Il faut d’abord percevoir de qui il est question sous sa plume. D’abord, des traditionalistes en rupture de ban avec Rome. « Le mouvement initié par Mgr Lefebvre (…) trouve son fondement dans les abus et la brutalité avec laquelle certains ont appliqué la réforme liturgique au lendemain du concile Vatican II. » Or l’intégrisme catholique est bien antérieur ; en témoigne l’excursus que lui consacrait, en annexe de son grand livre Vraie et fausse réforme dans l’Église, le père Congar. C’était en 1950 : il n’était question ni de concile ni de réforme liturgique, encore moins d’abus en ce domaine. C’est donc que les causes sont autres que liturgiques.
La doctrine est concernée
Après le passé, le présent. « La Fraternité Saint-Pie-X n’a pas tort lorsqu’elle dénonce, en plus des innovations liturgiques, une certaine confusion doctrinale qui érode la clarté du message de la foi. » Dire que la Fraternité dénonce une « certaine confusion doctrinale », c’est un euphémisme, quand on a fréquenté sa littérature. Il doit plutôt s’agir ici du point de vue du père Amar. Il mériterait une explicitation.

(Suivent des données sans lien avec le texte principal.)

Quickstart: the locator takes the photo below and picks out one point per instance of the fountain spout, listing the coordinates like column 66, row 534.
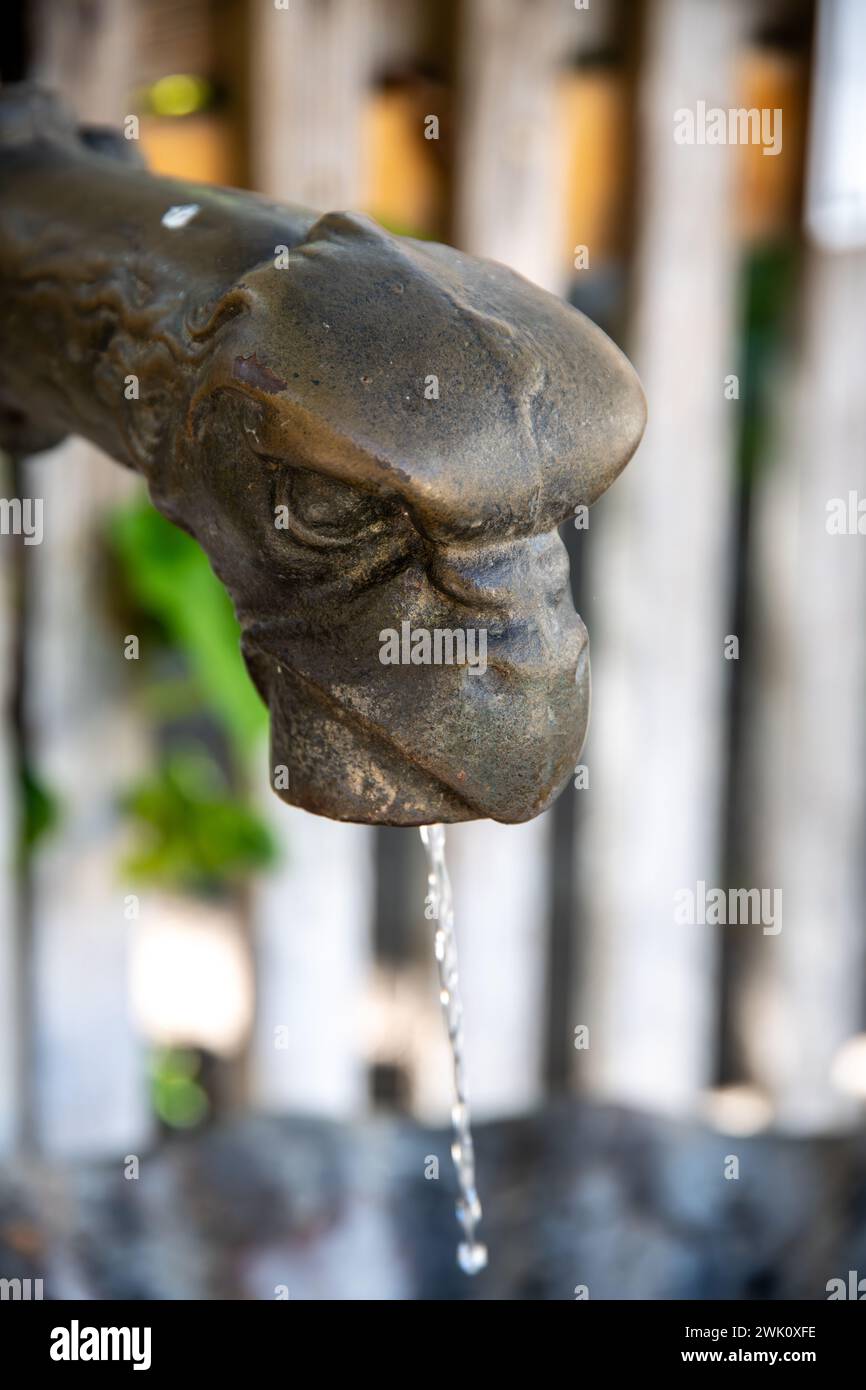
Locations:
column 373, row 438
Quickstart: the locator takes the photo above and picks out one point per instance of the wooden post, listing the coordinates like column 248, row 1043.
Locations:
column 659, row 566
column 307, row 91
column 313, row 918
column 805, row 994
column 11, row 1004
column 82, row 736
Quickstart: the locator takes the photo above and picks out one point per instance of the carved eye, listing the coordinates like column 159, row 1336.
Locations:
column 324, row 512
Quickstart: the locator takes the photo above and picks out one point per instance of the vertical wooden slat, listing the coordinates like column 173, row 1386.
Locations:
column 313, row 918
column 313, row 959
column 806, row 990
column 82, row 737
column 310, row 67
column 10, row 937
column 509, row 206
column 509, row 191
column 85, row 744
column 659, row 567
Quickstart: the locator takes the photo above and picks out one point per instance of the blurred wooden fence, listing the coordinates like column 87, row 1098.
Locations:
column 569, row 920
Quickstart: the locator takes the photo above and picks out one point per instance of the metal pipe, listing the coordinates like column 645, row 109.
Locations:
column 373, row 438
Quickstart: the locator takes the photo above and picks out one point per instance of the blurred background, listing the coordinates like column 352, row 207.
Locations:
column 223, row 1068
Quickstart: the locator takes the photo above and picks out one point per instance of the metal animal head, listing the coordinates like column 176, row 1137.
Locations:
column 385, row 441
column 374, row 439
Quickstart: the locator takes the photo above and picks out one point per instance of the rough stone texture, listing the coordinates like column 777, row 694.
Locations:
column 307, row 387
column 630, row 1205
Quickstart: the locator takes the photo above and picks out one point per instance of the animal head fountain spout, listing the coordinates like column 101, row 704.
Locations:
column 373, row 438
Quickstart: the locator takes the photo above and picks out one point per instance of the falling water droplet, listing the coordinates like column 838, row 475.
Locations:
column 471, row 1254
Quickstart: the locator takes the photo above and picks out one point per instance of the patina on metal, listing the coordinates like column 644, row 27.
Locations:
column 362, row 430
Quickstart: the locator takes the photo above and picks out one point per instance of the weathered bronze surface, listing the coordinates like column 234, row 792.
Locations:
column 287, row 416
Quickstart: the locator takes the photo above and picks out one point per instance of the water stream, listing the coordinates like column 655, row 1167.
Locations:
column 471, row 1254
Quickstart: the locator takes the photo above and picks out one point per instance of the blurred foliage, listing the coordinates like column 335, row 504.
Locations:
column 193, row 833
column 39, row 811
column 195, row 830
column 170, row 580
column 769, row 291
column 178, row 1097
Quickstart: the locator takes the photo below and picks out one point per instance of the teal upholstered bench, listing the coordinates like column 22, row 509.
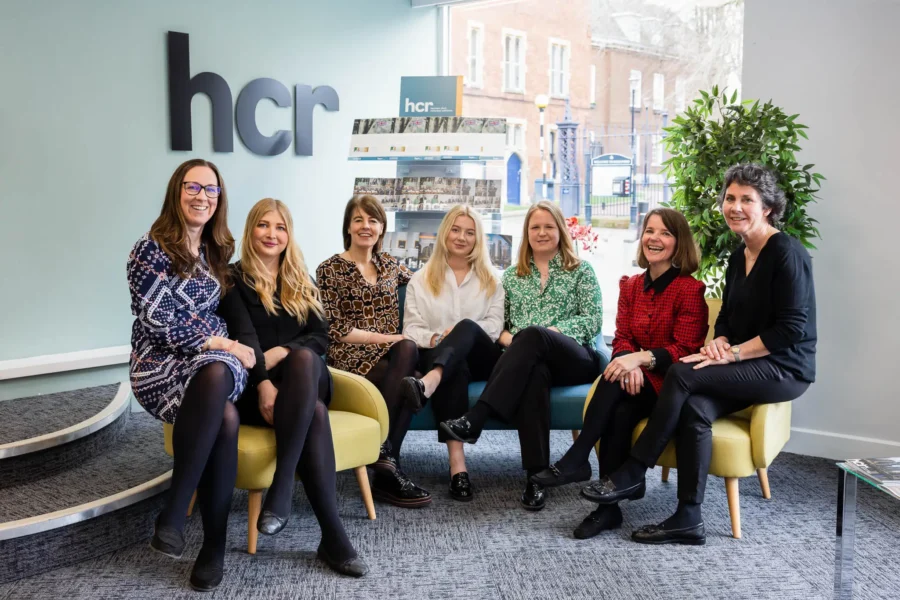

En quoi y a-t-il « confusion » ? De la part de qui ? Cela vient-il de Vatican II, comme le soutient ladite Fraternité ? Qu’on ose le dire. Si cela vient de François (ce qui est alors visé est connu, à commencer par Amoris laetitia), qu’on le dise, y répondre sera possible. Mais cette notation est le signe, nous allons y revenir, que c’est la doctrine qui est en cause, et pas seulement la liturgie.